CECE McDONALD: Yeah. Just watching that kind of just made me go back to that time where I know what it’s like to have to always have this guard up, because you don’t never know when somebody will literally try to kill you for just being who you want to be. And to know that Islan’s life was taken from her out of hatred and out of ignorance, it really upsets me, because I’m trans, and all the people that I know who are trans that are really close to me, I always have this fear for them, because I would never want someone to get a phone call saying that I was dead or me getting a phone call saying that one of my friends was dead because someone just wanted to hurt them. You know, like, it’s rare that you hear about a trans woman living happily and long and having this glorious life where she dies of old age, natural causes or whatever. Usually, from my own—you know, from me knowing about the history of violence against trans women, I’ve yet to hear of a trans woman who has just lived her life happily. And I’m trying to be one of those women who tells other trans women to educate themselves and to protect themselves and to be safe and to be cautious, because people do not care. We’re—trans people are like props to people sometimes, I feel like, like we’re just less than human. And it’s really ridiculous that we have to live a life like this every day. Like, I and so many other trans women who have dealt with violence, you know, over the course of growing up—you know what I’m saying—have to deal with this on a daily basis. And for me to have to watch that was really heartbreaking, because it’s another story. It’s another name that we have to add to this day of Trans Day of Remembrance. And I always encourage people to like—we have to change that. We have to make Trans Day of Remembrance Trans Day of Celebration. We need to celebrate our lives. We need to celebrate being human. But it’s just—it’s just so much. I can’t right now.
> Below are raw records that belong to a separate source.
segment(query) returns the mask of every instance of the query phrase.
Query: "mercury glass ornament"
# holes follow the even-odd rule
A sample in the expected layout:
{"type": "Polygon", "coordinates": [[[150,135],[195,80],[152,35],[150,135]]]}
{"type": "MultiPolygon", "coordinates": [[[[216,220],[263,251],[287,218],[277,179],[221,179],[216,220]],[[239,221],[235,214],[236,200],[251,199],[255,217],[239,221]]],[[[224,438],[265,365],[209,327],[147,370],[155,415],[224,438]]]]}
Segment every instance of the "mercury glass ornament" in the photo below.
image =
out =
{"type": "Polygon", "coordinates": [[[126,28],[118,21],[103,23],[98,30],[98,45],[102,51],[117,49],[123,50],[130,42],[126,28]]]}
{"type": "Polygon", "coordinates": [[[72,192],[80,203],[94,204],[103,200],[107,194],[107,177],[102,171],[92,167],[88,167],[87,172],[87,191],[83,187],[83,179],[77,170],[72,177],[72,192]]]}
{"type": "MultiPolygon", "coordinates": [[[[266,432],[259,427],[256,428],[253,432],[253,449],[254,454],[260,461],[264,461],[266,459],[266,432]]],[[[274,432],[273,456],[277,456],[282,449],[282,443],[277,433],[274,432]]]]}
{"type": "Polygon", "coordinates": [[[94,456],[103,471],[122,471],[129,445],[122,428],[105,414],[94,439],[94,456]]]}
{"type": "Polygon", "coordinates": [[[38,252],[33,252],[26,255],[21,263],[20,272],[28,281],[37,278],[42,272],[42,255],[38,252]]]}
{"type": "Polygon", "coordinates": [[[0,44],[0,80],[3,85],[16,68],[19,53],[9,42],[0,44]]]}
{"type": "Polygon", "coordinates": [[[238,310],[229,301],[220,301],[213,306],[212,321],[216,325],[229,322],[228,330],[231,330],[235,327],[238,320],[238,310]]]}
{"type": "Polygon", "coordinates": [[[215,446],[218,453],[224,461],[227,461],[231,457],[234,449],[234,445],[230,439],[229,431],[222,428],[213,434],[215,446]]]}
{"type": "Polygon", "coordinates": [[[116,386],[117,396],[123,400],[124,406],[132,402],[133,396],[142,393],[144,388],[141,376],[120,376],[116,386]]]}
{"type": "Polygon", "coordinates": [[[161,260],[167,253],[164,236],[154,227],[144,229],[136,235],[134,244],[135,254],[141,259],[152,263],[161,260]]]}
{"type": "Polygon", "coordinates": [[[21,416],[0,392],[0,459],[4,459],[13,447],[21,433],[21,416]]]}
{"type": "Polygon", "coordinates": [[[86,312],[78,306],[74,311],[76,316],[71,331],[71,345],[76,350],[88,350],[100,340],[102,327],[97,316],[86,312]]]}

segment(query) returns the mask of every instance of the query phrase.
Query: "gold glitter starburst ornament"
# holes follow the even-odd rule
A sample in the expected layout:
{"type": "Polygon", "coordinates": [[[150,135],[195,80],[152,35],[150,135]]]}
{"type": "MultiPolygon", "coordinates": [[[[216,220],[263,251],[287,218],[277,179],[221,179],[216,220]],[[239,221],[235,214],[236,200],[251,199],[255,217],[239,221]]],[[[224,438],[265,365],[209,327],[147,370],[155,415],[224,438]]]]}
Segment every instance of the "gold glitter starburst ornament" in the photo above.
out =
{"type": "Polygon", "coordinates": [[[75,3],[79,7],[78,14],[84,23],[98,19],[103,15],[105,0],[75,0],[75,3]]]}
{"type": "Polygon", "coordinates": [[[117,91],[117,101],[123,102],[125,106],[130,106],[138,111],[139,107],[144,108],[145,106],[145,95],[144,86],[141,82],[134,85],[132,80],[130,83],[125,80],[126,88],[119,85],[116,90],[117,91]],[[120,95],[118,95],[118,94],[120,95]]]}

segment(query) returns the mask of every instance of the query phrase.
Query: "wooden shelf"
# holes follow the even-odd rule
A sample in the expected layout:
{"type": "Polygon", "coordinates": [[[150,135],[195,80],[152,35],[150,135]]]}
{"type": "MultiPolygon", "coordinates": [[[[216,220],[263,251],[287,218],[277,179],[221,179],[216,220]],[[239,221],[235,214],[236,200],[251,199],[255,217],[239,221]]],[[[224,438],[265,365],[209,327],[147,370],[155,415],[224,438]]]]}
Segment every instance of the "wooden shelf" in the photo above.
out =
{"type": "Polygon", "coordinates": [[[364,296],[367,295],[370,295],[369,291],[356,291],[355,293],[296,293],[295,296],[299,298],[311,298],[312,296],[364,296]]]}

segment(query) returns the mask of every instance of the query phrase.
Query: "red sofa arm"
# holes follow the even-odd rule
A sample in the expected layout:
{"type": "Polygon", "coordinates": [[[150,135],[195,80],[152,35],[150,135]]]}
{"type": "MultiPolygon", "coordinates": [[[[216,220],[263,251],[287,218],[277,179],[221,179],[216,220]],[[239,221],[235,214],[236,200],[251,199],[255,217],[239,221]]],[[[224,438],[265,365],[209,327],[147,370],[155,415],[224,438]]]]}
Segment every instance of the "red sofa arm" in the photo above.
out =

AMY GOODMAN: Laverne Cox, this hits close to home for you, too, as you cry.
LAVERNE COX: It does. I think—I think, for me, what comes up, listening to CeCe talk, is the collective trauma that so much of our community faces. And particularly, I think it’s important to look at the intersectional piece, that we’re usually talking about trans women of color, that there’s something about—that black bodies are under attack in this culture, and black trans bodies are under attack. So it’s important for us to remember that. And how do we create spaces of healing for ourselves as a community in the face of such oppression, in the face of such trauma? It’s devastating. It’s devastating to our community to continually hear about this kind of violence. And it’s pervasive. It’s intimate partner violence. In the documentary, Free CeCe, people can find out about it at FreeCeCeDocumentary.net. In the documentary, we’re going to be looking at intimate partner violence. We’re going to be looking at all of the different elements of violence that surrounds these situations, to hopefully find some solutions and ways to combat it.
AMY GOODMAN: I want to thank you all for joining us. We want to do a post-show and we’ll post it online. I also want to talk to you about the new definitions or identifiers in Facebook and more. Our guests are CeCe McDonald, who is just recently out of prison; Laverne Cox, the actress who stars in Orange is the New Black; and Alisha Williams, staff attorney with the Sylvia Rivera Law Project. And a great honor to have them all on this day, our 18th birthday. Democracy Now! went on the air February 19, 1996.